"Where are Dillion's meds?"
I was seated at my desk in the office earlier today when my phone dinged. It was a Whatsapp message from W at the shelter. It was almost one in the afternoon and weekday feeding at the shelter was about to commence. Dillion, our ten year old German Shepherd had just gone to see the vet yesterday and had medication freshly dispensed.
"Aren't they in the fridge?"
Our medic WF buzzed back over the phone. The conversation continued for a few minutes as the two sorted out the details of the medication. This was followed by a break, presumably because W had started to get busy at the shelter. However, several moments later, he uploaded a photo of Dillion laying in his room unmoving.
"Dillion left us." W informed. "Midnight I guess. He is all stiff."
This was the way I found out that Dillion had passed away.
If you find Dillion's name or photo familiar, your instincts are right. Your mind isn't playing tricks on you. Dillion was a working dog who came to our shelter in around July 2012 following his retirement. He was eight years old then, so regal looking and graceful. What he had in size, he had in equal measure in gentleness. For such a large dog, he was one of the calmest, most mellow dogs I had ever seen.
Somewhere in August 2012, shortly after he arrived at the shelter, Dillion was adopted. We were delighted. We all knew how rare it was for a senior dog to find a home and we counted our blessings.
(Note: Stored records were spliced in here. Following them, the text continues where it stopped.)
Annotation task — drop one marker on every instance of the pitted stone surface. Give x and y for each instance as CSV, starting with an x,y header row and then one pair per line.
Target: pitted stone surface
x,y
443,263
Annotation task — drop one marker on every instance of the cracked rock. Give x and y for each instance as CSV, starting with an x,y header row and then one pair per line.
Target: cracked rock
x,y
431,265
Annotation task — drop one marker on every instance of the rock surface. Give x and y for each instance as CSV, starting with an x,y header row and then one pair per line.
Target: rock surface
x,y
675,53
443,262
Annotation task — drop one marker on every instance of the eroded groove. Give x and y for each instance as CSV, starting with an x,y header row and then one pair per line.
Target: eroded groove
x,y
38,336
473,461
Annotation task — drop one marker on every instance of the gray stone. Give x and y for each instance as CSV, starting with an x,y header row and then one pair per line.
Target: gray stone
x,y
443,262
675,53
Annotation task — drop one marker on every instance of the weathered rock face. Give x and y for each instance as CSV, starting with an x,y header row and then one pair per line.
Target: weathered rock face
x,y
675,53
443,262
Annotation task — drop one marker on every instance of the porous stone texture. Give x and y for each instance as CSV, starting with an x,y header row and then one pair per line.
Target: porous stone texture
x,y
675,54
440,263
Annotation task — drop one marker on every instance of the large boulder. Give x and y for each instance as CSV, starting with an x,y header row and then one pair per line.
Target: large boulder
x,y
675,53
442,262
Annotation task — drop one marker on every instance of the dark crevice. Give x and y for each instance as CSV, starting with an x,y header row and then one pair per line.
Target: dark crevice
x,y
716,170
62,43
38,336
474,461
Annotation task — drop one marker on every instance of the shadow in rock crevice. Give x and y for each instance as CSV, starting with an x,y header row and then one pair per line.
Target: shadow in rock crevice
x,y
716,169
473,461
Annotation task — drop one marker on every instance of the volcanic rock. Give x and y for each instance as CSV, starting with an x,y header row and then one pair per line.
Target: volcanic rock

Dillion went on to live the next two years of his life with his new family. The two years weren't entirely easy ones. With age, came age-related ailments. Dillion's hindlegs were particularly weak. He began to tire easily and could no longer sustain long walks. He also developed a skin condition. This necessitated visits to the vet. For a family without ready transportation, this could be a hassle. But nevertheless, Dillion and his family got by.
This year however, it seemed like the family could no longer cope with our old boy. After two years and a little bit, they made the decision to return him to the shelter.
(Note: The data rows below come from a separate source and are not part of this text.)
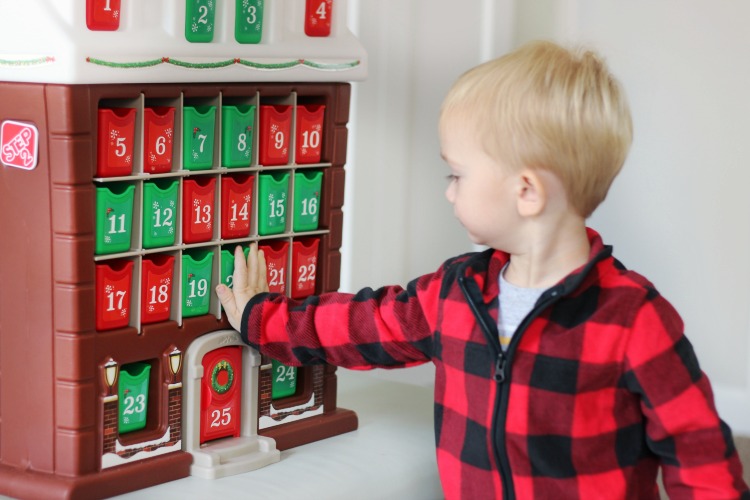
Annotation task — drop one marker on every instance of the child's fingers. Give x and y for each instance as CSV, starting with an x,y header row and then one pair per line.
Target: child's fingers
x,y
252,268
239,277
226,297
262,272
With a heavy heart, we received him at the shelter on 11 October. For the next two weeks, we became reacquainted with this gentle giant once more. Because of his steady calmness, many of our newer volunteers took an instant liking to him. We also discovered that Dillion had cultivated some habits at home. He refused to soil his kennel and waited for us to let him out to pee and poo.
As Dillion had been having diarrhea and his hindlegs appeared to have grown even weaker, we decided to send him to the vet for a check up. Surprisingly, his blood test results turned out fine. The vet determined that he was a generally healthy old dog except for his weak hindlegs and poor eyesight which were side effects of ageing. However, the vet noted that he had lost much weight since the last time he attended at the clinic.
This was Sunday.
The next day however, Dillion was found motionless in his kennel at the shelter. He appeared to have passed away in his sleep.
Which is how I come be sharing this piece of news with you.
I choose to post details of Dillion's passing on the blog because I am counting on the blog readers to be empathetic. At this point in time, I guess there's no longer a need for recrimination.
Tonight was spent giving Dillion a final farewell before he was to be cremated. He was surrounded by volunteers who got to know him and cared for him the past 16 days with us and in the months before he was adopted in 2012. Most importantly, his former adopter turned up for his farewell as well. Despite everything, we knew he was still the one person Dillion would have most wanted by his side. That's the way dogs are. They are forgiving and loyal to the end.
Now that he was here, we imagine Dillion would finally be able to spread his wings and fly. Don't look back darling. We wish you happiness.